Oil prices plunged $5 back below $50 a barrel on Wednesday, dragging most of the rest of the commodities sector lower, after the US government reported a hefty increase in crude oil and products inventories.
The surge in stocks was particularly large at the delivery point of the Nymex West Texas Intermediate futures oil contract in Cushing, Oklahoma, which helped to push the US benchmark lower versus the European benchmark Brent.
Crude oil inventories at Cushing surged 4.1m to 32.2m barrels, the highest level since at least April 2004, when the US Department of Energy started tracking supplies there.
The local supply, demand and inventories for oil in the Cushing area have a direct impact on the West Texas Intermediate oil price, often overshadowing global trends.
“The bearishness has nowhere to hide in this report,” said Jim Ritterbush, president of Chicago-based oil trading consultancy Ritterbush and Associates. “The crude build is heavily concentrated at Cushing.”
Nymex February West Texas Intermediate fell $5.95 to settle at $42.63 a barrel pressured by the surge in inventories. The contract for delivery in March traded at about $50 a barrel.
Crude oil inventories in the US as a whole rose 6.7m barrels to 325.4m, well above Wall Street’s forecast of a small increase of 0.9m.
ICE February Brent, considered by many people in the market as a more reliable indicator of the global market, fell $4.67 to $45.86 a barrel, while the contract for March traded above $51.
Oil products inventories, both petrol and middle distillates, such as heating oil, also increased far above Wall Street’s expectations, dragging prices lower.
Petrol inventories rose 3.3m to 211.4m barrels, above a forecast of 800,000 barrels. Nymex February RBOB gasoline dropped 7.2 cents to $1.1153 a gallon.
Middle distillates inventories increased 1.8m to 137.8m barrels, almost double the 1m increase anticipated by the market. Nymex February heating oil fell 4.1 cents to $1.5850 a gallon.
The drop in oil and products prices was exacerbated by gloomy economic news.

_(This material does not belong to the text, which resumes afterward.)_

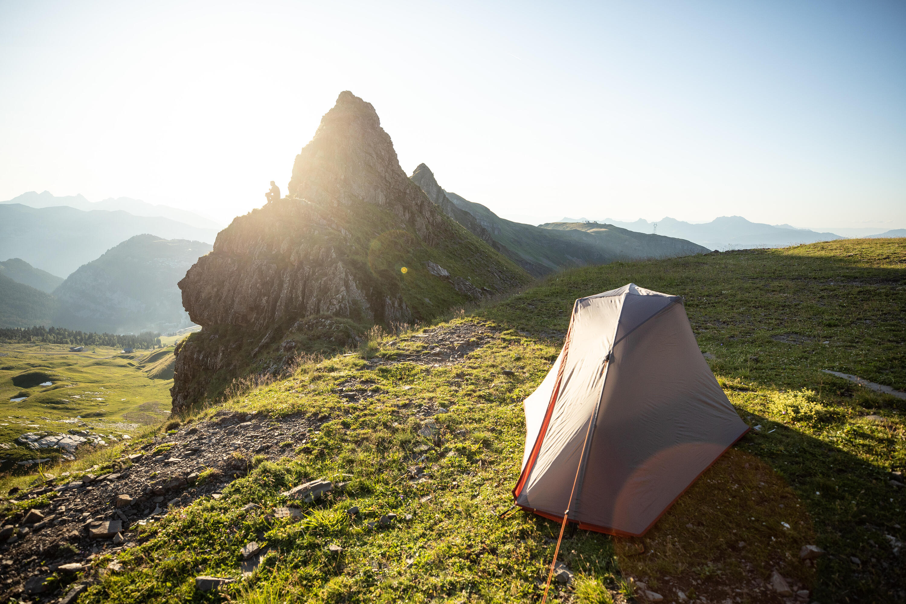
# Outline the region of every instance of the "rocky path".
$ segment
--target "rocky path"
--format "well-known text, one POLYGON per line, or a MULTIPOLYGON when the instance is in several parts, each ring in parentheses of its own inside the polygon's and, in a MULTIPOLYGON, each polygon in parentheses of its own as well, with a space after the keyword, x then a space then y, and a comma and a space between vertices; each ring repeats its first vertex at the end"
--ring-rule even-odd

The US private sector shed 693,000 jobs in December, according to a closely watched survey of business employment published on Wednesday. The monthly ADP Employer Services survey, which tracks private non-farm payroll employment, was much worse than economists expected and a surprising increase from the 476,000 jobs lost in November.
Base metals fell across the board on concerns about demand, erasing some of Tuesday’s large gains. On the London Metal Exchange, copper for delivery in three months dropped 2.7 per cent to $3,360 a tonne while aluminium fell 1.85 per cent to $1,592 a tonne.
“Inventories continue to rise, while demand remains firmly in the doldrums,” said Michael Jansen, metals analyst at JPMorgan.
Gold prices traded slightly lower as the drop in oil prices further dismissed concerns about inflation. In London, spot bullion was quoted at $848.15 a troy ounce, down from $863.15 a troy ounce the previous day.
Agricultural commodities also fell, reversing some of the previous days’ strong gains, ahead of next week supply, demand and inventories report from the US department of agriculture.
CBOT March corn fell 9 cents to $4.18 ½ a bushel while CBOT March wheat dropped 16¼ to $6.27¼ a bushel.